No. 864: Technology development for the age of fuel cell vehicles is in progress (3/5) (January 3, 2015)

Strenuous efforts are being to reduce the price of a fuel cell. Takeo Yamaguchi of Tokyo Institute of Technology reduced the amount of platinum in the catalyst to one third. He blended iron and others with platinum catalyst and changed the distance between platinum atoms, and subsequently increased the efficiency of the catalyst by three times. His catalyst is more durable than the existing catalyst. An experiment has verified that it is durable for 10 years. He plans to commercialize this new catalyst in five years. Naotoshi Nakashima of Kyushu University devised a method to fix small carbon particles on a carbon nanotube. His method prevents particles from clotting even if each particle is small, and thus it does not deteriorate the performance of a fuel cell. It is expected to reduce the amount of platinum used in a fuel cell by one tenth.

 A new electrode for fuel cell developed by Kyushu University

Nobuhiro Yoshikawa of the University of Tokyo has opened up a road to reduce the production cost of a hydrogen tank by 10% in alliance with Nissan Motor. Using a high precision simulation technology, he will eliminate waste of carbon fiber reinforced plastics used to cover the tank. He is exploring the conditions to decrease the number of carbon fiber reinforced plastics while maintain the strength by dividing a tank into 85 million parts. A research team made up of researchers from automakers and home electronics makers changes the figure of carbon particles on the electrode surface to a columnar figure so that oxygen is delivered to the catalyst efficiently. It is working on the structure to eliminate the water generated by the reaction, and thereby increase the generating efficiency of each electrode. It plans to reduce the number of electrodes to reduce the cost of a fuel cell by more than 10%.

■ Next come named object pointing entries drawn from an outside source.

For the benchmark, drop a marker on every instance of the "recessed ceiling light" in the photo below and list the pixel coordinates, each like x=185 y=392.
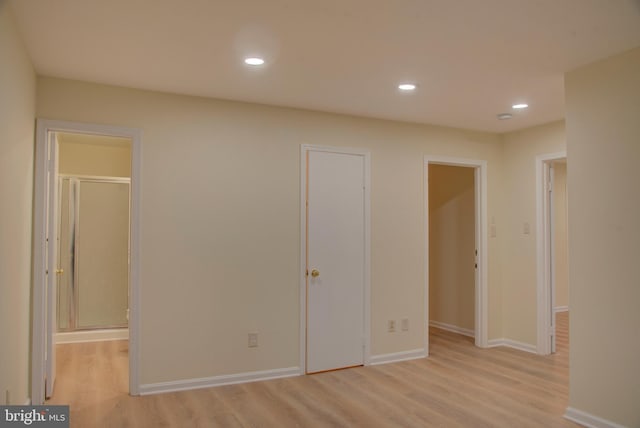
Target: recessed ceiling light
x=407 y=86
x=254 y=61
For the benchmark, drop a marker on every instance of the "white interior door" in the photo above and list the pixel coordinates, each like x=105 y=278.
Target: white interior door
x=52 y=270
x=335 y=260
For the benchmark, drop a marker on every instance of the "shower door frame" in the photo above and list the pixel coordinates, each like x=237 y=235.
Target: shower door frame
x=73 y=318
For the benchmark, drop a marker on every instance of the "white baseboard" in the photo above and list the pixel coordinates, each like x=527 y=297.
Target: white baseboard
x=526 y=347
x=92 y=335
x=207 y=382
x=588 y=420
x=452 y=328
x=396 y=357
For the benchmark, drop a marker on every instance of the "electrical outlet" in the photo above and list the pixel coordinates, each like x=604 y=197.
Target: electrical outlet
x=253 y=340
x=405 y=324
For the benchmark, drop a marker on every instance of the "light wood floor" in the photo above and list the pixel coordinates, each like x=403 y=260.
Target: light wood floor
x=459 y=385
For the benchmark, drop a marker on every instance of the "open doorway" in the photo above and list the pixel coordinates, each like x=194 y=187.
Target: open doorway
x=85 y=254
x=452 y=248
x=553 y=284
x=456 y=246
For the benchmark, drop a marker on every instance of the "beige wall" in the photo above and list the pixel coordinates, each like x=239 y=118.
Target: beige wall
x=560 y=234
x=220 y=216
x=452 y=245
x=603 y=129
x=17 y=113
x=94 y=155
x=519 y=250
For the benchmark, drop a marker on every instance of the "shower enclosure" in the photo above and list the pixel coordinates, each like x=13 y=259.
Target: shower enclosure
x=93 y=256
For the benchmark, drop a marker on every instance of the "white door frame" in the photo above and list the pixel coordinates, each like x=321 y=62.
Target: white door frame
x=304 y=149
x=544 y=251
x=39 y=324
x=481 y=275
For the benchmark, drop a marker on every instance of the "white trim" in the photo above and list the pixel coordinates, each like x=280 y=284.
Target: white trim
x=208 y=382
x=304 y=149
x=397 y=357
x=92 y=335
x=481 y=329
x=43 y=127
x=452 y=328
x=588 y=420
x=542 y=251
x=521 y=346
x=96 y=177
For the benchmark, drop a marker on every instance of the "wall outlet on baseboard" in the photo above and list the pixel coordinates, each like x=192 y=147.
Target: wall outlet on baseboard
x=253 y=340
x=391 y=326
x=405 y=324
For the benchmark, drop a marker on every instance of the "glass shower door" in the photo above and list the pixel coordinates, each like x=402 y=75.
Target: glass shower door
x=94 y=295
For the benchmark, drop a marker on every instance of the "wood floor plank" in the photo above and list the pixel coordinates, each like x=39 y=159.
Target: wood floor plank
x=459 y=385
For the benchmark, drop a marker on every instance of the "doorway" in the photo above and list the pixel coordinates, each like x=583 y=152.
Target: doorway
x=49 y=271
x=335 y=258
x=93 y=237
x=455 y=256
x=552 y=239
x=452 y=248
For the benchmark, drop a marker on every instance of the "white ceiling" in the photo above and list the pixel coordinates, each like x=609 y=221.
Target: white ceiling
x=471 y=59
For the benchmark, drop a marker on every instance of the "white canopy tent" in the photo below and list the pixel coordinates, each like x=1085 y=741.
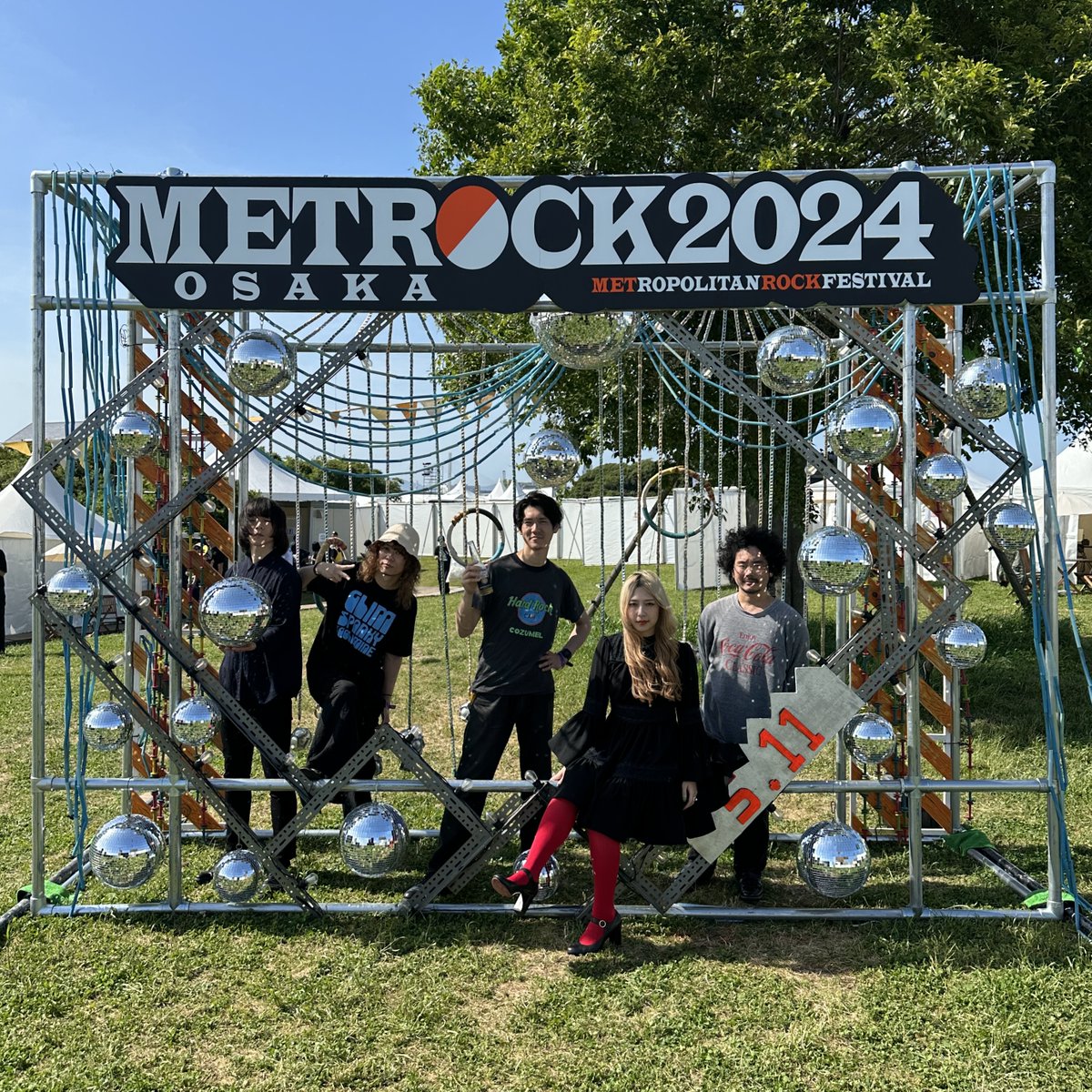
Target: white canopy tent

Teijin developed an inexpensive catalyst for fuel cell vehicles. The new catalyst employs iron and nitrogen instead of platinum. It presently cannot exhibit performance higher than 70% of the current level, but the company wishes the new catalyst to exhibit the same performance exhibited by a catalyst made purely of platinum, while reducing the price of a catalyst to less than one tenth of the current level. It used iron compounds and polyacrylonitrile (PAN) that contains nitrogen as materials. It created particles with a diameter of several hundred of nanometer by dissolving the iron compounds and PAN in a solvent and treating them with heat in a gas that contains ammonia. It built a fuel cell using these particles as a catalyst and generated about 0.4 V at about 1 ampere.